They worry that if Skyworks lost Apple, they’d get hammered. But what they fail to realize is that Skyworks is more important to Apple than vice versa. iPhone accounts for the overwhelming majority of Apple’s profits. The solution that Skyworks provides is absolutely critical to the performance of the iPhone, yet it is an absolutely tiny portion of the bill of materials. So why in the world would Apple take the risk with an alternate supplier…who would have a significant risk of not being reliable to provide a quarter of a billion units over the next year? Certainly not to save $1. So unless someone comes along able to offer a dramatically better offering (which is extraordinarily unlikely), this won’t happen. Moreover, it’s not happening in the next two years, period? How do I know? Because Apple is already done designing the iPhone 7 and 7S, and if Skyworks wasn’t in that, Skyworks would not be upping all of their earnings estimates for the next two years. Indeed, I suspect that they are already collaborating with Apple on iPhone 8…as well as Apple Watch with cellular (go back and read last conference call questions, where CEO discussed “wearables”.)
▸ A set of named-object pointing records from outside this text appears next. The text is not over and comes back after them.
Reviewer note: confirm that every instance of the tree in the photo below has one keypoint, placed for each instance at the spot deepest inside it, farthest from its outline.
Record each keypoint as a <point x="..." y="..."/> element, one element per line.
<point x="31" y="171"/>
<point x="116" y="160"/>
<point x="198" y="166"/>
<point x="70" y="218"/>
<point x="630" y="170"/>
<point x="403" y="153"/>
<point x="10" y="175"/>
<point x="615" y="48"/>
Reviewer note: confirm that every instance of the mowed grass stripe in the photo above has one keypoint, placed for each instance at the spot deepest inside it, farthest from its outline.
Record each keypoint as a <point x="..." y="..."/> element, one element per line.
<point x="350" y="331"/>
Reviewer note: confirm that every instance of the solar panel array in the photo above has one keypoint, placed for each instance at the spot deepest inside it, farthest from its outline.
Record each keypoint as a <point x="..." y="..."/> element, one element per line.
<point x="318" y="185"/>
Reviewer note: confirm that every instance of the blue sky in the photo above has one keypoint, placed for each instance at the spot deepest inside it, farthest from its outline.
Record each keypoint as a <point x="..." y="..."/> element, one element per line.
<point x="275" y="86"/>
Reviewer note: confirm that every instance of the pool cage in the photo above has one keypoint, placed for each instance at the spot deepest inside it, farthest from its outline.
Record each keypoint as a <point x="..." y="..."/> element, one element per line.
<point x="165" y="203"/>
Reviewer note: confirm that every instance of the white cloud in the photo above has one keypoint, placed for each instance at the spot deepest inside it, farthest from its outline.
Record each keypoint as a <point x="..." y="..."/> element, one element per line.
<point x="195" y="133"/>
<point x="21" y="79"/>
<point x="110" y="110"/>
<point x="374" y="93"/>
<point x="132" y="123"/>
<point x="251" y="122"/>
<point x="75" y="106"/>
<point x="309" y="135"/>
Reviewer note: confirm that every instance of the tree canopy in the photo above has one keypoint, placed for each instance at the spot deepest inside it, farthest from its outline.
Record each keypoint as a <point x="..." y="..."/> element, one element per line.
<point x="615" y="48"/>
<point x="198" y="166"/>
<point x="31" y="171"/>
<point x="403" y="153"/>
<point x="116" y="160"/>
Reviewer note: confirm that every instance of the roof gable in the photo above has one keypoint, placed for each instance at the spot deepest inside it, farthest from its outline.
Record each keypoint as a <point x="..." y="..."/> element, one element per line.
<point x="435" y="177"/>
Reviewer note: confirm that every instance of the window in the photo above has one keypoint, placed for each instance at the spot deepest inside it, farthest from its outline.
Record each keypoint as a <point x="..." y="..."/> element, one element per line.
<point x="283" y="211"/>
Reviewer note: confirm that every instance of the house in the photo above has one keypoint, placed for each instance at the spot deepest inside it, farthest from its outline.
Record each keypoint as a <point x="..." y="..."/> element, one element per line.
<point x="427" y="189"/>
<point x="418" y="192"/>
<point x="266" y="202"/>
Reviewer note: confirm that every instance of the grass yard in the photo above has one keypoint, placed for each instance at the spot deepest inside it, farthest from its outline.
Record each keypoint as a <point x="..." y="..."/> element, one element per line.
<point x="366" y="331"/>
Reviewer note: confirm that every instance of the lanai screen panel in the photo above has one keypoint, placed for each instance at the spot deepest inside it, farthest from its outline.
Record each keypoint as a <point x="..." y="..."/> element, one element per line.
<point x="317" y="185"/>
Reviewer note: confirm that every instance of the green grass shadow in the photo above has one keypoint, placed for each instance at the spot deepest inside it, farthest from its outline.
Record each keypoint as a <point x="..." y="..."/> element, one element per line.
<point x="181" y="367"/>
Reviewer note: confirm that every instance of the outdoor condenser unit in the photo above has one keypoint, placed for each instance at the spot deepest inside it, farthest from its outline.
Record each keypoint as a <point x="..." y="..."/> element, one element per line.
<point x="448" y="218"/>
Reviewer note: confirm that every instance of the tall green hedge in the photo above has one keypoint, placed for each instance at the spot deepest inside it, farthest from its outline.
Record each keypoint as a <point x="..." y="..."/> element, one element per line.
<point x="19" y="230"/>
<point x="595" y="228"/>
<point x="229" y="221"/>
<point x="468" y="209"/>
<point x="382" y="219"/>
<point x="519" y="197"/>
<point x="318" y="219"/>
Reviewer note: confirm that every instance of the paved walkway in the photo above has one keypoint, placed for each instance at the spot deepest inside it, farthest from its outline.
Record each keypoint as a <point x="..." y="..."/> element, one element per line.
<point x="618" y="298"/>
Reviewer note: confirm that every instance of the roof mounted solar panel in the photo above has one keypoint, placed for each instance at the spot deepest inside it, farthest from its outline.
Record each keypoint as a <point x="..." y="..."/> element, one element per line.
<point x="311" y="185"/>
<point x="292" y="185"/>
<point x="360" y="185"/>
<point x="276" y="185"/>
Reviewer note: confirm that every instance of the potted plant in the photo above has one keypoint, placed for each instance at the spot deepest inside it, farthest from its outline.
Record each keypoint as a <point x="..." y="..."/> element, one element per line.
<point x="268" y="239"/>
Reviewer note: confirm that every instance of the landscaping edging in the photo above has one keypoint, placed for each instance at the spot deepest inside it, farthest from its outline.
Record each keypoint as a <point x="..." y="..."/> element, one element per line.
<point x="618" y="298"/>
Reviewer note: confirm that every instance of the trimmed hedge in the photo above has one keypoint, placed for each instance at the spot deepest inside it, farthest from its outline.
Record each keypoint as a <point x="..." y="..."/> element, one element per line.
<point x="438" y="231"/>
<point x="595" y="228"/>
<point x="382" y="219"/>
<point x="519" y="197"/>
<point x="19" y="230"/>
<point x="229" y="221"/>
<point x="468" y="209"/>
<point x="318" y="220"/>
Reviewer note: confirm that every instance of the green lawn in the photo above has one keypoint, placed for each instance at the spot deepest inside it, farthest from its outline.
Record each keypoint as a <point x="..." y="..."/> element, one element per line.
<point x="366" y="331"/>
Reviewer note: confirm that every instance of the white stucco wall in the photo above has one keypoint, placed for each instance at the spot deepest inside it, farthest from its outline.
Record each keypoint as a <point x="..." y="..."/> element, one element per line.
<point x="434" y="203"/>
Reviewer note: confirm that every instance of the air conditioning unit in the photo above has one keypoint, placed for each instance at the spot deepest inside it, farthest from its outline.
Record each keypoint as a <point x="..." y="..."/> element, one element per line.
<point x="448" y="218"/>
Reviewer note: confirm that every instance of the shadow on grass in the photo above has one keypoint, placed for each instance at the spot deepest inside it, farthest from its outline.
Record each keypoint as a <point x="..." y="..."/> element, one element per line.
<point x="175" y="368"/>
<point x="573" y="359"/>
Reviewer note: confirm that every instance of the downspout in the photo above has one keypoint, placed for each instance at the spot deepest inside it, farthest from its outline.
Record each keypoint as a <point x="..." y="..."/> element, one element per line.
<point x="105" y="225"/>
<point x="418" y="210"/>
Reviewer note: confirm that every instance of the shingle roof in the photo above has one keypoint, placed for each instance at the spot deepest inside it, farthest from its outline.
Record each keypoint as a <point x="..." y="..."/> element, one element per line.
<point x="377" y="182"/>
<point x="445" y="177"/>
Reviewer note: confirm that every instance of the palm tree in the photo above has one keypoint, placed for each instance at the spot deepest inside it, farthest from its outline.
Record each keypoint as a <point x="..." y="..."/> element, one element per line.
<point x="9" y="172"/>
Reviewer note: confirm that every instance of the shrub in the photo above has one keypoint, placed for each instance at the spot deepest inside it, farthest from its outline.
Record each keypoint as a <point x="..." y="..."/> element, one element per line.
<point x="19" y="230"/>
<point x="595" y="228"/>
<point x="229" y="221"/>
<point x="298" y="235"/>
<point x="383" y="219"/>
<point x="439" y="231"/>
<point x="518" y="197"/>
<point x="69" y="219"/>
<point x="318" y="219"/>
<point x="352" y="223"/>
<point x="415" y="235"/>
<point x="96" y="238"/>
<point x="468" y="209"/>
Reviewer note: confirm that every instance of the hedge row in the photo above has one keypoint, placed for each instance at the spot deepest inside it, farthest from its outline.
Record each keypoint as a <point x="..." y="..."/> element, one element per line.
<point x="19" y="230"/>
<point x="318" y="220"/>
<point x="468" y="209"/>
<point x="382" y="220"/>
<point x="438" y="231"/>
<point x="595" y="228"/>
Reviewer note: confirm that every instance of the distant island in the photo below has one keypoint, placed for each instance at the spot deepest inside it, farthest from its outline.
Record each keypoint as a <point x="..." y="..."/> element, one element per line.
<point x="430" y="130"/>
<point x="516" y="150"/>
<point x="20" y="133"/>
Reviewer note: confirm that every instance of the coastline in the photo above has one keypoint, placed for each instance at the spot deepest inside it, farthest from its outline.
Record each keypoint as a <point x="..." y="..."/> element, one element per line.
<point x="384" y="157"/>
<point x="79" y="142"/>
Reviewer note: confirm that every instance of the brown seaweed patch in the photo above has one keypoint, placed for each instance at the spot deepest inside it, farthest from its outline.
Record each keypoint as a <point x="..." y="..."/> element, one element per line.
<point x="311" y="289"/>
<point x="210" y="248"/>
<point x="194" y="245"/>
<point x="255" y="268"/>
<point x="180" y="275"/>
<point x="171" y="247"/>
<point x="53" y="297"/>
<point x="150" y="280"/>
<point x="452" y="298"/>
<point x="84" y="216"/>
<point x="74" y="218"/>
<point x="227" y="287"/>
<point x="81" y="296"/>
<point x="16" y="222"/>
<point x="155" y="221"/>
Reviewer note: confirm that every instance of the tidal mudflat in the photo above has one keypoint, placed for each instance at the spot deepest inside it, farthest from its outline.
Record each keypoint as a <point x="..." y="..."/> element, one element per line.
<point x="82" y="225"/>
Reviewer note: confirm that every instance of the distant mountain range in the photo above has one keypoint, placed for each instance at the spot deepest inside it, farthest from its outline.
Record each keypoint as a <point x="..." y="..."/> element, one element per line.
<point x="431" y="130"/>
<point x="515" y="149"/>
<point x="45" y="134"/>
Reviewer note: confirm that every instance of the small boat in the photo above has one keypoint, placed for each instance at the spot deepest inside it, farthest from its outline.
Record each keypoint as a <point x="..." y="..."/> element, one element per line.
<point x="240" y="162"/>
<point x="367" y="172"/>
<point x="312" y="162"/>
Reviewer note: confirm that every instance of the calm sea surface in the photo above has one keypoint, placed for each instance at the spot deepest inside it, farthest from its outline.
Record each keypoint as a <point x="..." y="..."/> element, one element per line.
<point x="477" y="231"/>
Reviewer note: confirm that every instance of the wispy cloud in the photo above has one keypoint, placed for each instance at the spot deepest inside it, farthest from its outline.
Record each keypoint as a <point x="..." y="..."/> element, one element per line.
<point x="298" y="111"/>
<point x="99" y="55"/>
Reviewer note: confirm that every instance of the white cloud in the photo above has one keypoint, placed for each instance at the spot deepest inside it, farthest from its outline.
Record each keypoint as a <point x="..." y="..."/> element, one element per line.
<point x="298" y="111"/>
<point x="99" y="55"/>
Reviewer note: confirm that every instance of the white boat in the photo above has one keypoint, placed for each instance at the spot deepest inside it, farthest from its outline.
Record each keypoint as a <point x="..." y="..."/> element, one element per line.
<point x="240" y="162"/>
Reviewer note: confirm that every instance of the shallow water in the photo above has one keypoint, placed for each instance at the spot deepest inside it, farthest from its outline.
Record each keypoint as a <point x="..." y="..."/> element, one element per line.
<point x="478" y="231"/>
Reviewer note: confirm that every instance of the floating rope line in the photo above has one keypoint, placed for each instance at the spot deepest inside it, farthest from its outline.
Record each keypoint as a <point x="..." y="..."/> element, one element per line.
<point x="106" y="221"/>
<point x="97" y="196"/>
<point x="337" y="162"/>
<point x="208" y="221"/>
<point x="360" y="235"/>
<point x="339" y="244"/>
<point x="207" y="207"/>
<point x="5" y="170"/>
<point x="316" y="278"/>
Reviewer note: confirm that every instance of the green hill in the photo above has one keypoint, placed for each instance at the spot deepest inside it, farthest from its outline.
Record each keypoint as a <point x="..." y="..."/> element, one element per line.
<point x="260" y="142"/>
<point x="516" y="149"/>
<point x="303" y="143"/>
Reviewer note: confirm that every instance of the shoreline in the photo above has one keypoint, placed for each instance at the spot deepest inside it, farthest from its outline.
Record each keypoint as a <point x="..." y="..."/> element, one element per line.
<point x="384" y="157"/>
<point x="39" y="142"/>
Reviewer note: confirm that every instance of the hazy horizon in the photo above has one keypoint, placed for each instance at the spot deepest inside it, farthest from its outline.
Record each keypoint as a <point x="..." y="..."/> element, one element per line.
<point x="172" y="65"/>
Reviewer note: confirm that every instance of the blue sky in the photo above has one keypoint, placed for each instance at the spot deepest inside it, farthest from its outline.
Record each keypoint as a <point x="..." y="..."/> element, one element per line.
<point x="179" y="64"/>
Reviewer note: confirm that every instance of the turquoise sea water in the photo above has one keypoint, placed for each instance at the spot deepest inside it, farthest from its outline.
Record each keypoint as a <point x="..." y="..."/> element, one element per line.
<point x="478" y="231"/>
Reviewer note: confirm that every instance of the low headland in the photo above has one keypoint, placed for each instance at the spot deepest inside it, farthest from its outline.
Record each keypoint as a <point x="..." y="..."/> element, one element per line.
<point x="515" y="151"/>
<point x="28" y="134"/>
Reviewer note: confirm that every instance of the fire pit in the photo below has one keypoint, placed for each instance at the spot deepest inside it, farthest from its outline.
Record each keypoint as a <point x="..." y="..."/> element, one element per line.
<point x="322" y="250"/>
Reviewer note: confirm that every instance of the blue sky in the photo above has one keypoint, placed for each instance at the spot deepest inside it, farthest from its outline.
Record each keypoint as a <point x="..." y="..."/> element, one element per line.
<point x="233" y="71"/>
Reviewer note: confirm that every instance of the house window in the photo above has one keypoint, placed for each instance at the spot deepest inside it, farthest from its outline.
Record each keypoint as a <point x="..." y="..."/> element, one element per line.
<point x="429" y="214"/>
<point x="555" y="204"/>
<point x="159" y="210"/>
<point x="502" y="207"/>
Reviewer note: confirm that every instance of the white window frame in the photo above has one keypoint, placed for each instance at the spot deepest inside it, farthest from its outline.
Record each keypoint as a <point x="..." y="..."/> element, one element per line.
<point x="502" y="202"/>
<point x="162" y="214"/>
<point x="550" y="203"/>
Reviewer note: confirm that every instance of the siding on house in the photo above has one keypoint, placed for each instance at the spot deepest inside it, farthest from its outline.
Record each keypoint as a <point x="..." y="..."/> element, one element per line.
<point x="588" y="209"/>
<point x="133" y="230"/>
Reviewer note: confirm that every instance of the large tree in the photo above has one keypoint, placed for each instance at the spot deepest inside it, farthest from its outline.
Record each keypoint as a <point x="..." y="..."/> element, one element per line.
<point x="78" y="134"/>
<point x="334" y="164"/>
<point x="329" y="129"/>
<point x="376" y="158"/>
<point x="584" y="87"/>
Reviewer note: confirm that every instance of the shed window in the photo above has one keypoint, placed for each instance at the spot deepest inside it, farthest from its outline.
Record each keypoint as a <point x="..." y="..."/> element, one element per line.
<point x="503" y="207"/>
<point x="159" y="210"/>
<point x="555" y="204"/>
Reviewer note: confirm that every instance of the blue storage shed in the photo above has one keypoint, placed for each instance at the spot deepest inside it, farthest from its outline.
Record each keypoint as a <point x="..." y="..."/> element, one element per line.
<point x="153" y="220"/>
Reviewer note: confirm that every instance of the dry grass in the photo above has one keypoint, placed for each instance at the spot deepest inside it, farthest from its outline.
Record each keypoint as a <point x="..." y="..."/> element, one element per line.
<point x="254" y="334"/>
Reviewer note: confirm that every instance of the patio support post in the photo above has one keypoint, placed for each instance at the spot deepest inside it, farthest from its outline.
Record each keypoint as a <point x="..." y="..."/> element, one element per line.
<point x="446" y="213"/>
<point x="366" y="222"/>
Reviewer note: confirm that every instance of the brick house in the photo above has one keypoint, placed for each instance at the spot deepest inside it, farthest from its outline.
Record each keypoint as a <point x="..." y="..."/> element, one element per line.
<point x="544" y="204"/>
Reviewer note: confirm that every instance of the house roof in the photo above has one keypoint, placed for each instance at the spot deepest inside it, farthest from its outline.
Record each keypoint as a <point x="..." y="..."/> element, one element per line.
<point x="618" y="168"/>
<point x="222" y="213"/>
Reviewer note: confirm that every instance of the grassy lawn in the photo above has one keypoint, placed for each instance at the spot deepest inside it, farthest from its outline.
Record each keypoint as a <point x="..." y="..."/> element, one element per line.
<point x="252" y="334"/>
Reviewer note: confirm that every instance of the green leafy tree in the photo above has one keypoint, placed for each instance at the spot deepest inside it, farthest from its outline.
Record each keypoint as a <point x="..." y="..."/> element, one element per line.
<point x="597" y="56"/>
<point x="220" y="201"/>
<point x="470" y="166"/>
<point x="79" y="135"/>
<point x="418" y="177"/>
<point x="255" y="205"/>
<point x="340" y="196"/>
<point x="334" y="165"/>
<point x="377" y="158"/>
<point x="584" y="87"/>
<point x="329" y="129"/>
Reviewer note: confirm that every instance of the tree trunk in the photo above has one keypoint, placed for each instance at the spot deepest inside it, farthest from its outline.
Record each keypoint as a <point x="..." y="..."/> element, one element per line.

Well what about the threat that Qualcomm will take over by integrating all the Skyworks functionality with their cellular chip? Could happen, but I think very unlikely. First of all, Skyworks has been building expertise for this over many years; why should we think all of a sudden Qualcomm can do better? Maybe more importantly, I think Apple understands that it would absolutely not be in Apple’s interest to have Qualcomm develop even more market power than they currently have. Indeed, there are credible rumors that Apple is working on designing their own cellular chips, which would make them even less likely to choose Qualcomm over Skyworks.
Bottom line, this panic over Skyworks is presenting an outrageously attractive price for an outrageously attractive business. I’m right there with Saul in making this my #1 position, and a large portion of my portfolio. When you get a pitch this fat, if you don’t load up, you won’t profit much. For someone buying in the mid-60’s and holding for a long time, this will likely end up being one of the best investments of your life. And the realistic worst-case scenario? Likely just dead money for a prolonged period. The thing I fear the most is that someone will come and acquire them for a 50% premium over this crazy-low price.
Unprompted by me, Aldrich offered that “with what’s going on this week, with our stock down, what always helps us is that we are not just in any one vendor’s product, we are in all the OEMs,” meaning the company’s RF “front end module,” which includes the power amplifier but increasingly things such as power management chips that make up as much as a third of what Skyworks gets from some products.
“And also, and I will commit to investors, and to your readers, with each new generation of these things, we will get a higher share of the content in them”
Unbridled optimism like this just doesn’t make sense for a CEO who knows he is going to have to present poor earnings in a couple weeks…if that were the case, you would expect him to try to gently prepare investors for that.
Between the November investor presentation, and the November earnings conference call (when they upped the forecast from $7 to $8 within two years), to this interview…this sure seems like a man who is enormously confident in the future of his business. And as he repeatedly says, a large part of this confidence is that given that Skyworks is being engaged very early in the product development of its customers, he has great visibility into that future…this isn’t just wishful thinking or unfounded optimism.
Wow, Commoncents, You really expressed that beautifully. I agree 100%!